- Born: January 23, 1974 (age 52) California, U.S.
- Education: Howard University
- Occupation: Journalist

= Stephanie Elam =

American journalist

Stephanie Elam (born January 23, 1974) is an American television journalist.

==Early life and education==
Elam was raised in the San Francisco Bay Area along with her five other siblings. She grew up in Saratoga, California and attended Saratoga High School. Afterwards, Elam moved to Washington D.C. to attend Howard University where she earned a degree in broadcast journalism in 1995.

==Career==
Elam began her career in New York as a copy editor for Dow Jones Newswires. Afterwards, she joined Bridge News, an international news service. After joining Bridge, Elam began her shift to broadcast news by covering corporate earnings for Nightly Business Report, PBS's business news program. Elam was also an anchor of First Business, a nationally syndicated, weekday morning financial news program and Market on the Close, a live show on WebFN which focused on the stock market in the last hour of trading. She also reported regularly on WebFN, a streaming financial news site. At WebFN, Elam became the site's only full-time reporter in New York. She often reported for "American Morning," on business and financial news for CNN's flagship morning show, and usually anchored the network's weekly program, "Your Bottom Line."
During her tenure at CNN from August 2003 to April 2011, Elam covered diverse stories that defined an era, from the worst financial period in decades to the death of Michael Jackson. Elam was based in New York City as a CNN business news correspondent until she moved to California with her husband.
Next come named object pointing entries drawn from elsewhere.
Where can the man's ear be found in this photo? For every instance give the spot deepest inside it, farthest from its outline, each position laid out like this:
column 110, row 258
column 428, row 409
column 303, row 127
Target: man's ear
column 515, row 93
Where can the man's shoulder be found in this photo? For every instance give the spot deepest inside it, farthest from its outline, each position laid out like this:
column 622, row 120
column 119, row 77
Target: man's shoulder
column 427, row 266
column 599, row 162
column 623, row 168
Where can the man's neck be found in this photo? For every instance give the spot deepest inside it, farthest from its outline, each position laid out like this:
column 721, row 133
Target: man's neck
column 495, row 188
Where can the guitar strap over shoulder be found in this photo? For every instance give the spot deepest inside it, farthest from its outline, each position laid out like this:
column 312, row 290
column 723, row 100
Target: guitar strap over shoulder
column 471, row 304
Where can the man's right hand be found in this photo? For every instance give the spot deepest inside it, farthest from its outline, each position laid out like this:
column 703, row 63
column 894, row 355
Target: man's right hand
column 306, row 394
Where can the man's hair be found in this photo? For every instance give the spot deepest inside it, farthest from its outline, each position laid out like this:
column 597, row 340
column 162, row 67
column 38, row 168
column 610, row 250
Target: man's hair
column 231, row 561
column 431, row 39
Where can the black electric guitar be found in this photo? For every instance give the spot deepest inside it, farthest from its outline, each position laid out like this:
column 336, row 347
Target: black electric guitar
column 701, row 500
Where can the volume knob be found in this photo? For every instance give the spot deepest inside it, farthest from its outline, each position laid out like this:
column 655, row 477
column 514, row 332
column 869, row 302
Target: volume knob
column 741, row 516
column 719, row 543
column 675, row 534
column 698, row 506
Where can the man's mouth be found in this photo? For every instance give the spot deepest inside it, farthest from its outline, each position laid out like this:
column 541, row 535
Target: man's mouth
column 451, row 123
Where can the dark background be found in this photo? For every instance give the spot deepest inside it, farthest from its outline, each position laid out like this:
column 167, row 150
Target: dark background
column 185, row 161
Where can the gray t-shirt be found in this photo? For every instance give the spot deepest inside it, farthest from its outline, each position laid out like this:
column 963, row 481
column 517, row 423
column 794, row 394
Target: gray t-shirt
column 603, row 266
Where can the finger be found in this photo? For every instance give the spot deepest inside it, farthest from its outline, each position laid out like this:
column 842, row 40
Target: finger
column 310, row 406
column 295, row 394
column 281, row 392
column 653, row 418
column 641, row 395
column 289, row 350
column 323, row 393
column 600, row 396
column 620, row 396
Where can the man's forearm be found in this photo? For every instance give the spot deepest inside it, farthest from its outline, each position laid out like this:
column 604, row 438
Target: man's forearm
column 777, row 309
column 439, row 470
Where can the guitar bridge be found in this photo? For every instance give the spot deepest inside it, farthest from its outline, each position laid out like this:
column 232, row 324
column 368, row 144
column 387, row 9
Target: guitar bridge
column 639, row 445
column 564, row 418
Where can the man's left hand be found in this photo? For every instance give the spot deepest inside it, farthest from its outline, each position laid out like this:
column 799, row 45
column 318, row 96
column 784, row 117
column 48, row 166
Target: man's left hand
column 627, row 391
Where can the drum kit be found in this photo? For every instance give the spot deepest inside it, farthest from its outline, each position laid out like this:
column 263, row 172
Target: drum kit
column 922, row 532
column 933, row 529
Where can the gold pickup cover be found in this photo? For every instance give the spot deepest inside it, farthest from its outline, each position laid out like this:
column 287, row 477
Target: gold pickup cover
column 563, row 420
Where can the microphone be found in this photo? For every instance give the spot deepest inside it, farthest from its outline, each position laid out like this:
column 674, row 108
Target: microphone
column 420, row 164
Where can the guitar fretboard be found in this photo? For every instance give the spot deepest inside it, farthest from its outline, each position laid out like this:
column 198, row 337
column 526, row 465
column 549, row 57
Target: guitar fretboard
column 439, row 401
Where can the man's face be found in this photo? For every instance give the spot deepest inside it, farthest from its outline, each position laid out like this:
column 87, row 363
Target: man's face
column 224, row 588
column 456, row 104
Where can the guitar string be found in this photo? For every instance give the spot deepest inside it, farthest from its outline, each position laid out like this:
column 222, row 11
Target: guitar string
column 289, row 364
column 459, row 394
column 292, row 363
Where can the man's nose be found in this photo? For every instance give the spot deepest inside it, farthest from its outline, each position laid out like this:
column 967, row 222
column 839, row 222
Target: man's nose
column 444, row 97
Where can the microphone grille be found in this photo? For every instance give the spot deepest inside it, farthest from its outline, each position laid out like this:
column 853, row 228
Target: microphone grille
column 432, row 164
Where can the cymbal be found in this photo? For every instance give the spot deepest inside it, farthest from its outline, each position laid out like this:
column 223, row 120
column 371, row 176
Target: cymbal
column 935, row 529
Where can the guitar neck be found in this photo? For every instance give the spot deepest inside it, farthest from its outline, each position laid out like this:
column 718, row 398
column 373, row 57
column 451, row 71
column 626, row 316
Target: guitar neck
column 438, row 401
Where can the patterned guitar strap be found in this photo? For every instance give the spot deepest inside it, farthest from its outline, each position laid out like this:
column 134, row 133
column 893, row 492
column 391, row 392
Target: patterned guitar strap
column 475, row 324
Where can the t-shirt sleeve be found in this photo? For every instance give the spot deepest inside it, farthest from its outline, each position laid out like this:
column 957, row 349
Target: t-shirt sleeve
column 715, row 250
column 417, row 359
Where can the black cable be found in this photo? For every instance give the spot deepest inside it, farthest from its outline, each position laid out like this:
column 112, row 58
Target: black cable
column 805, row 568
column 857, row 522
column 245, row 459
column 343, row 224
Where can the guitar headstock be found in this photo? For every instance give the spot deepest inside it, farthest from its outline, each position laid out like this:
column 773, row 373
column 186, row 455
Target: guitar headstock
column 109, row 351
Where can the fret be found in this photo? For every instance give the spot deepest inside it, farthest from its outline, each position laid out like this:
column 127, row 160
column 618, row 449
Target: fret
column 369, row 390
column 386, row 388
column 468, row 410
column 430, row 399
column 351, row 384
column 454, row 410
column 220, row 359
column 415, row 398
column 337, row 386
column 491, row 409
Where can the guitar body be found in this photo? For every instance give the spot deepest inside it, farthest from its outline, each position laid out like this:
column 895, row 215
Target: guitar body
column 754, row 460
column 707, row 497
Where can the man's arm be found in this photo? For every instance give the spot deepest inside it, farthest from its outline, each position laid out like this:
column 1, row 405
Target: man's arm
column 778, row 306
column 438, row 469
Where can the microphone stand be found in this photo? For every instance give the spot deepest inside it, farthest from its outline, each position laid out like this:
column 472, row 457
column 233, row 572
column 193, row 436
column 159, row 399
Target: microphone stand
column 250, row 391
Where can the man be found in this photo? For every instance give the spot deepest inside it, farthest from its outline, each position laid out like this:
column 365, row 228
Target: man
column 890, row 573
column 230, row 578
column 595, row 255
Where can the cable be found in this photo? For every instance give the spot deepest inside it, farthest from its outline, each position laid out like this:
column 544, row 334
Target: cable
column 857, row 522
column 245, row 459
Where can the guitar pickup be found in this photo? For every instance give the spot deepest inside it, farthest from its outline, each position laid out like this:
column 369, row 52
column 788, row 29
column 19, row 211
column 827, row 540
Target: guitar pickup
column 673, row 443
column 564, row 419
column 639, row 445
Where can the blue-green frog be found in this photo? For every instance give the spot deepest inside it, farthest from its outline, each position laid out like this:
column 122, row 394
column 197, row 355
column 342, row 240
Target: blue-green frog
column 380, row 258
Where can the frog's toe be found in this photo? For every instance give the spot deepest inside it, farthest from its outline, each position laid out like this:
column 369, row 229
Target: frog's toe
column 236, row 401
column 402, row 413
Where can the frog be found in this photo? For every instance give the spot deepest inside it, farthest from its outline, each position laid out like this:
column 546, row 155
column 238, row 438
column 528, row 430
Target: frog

Elam joined CNN's Money Team in 2003, and filed reports especially during the financial era of the subprime crisis in 2008 and the imminent failure of many big corporations. Elam also co-hosted "Black Enterprise Report," a nationally syndicated program from January 2005 to March 2007. Elam has also reported from the scene of significant events such as Pope Benedict XVI visit to New York City and she also covered Captain Richard Phillips' family in Vermont when he was taken hostage off the coast of Somalia.
In 2005, Elam commenced work as the co-host of Black Enterprise Report, a nationally syndicated program focused on business, career and financial education until 2007. She also reported for Headline News and CNN International.
Elam worked at NBC4 Los Angeles (KNBC) as a weekend anchor and general assignment reporter in August 2011 till November 2012.

She is currently an anchor reporter for NBC Los Angeles, as well as being a correspondent for CNN's Los Angeles bureau.

==Personal life==
Elam has one daughter from her previous marriage. According to DNA analysis, she descends from the peoples of Guinea Bissau and also has European ancestry.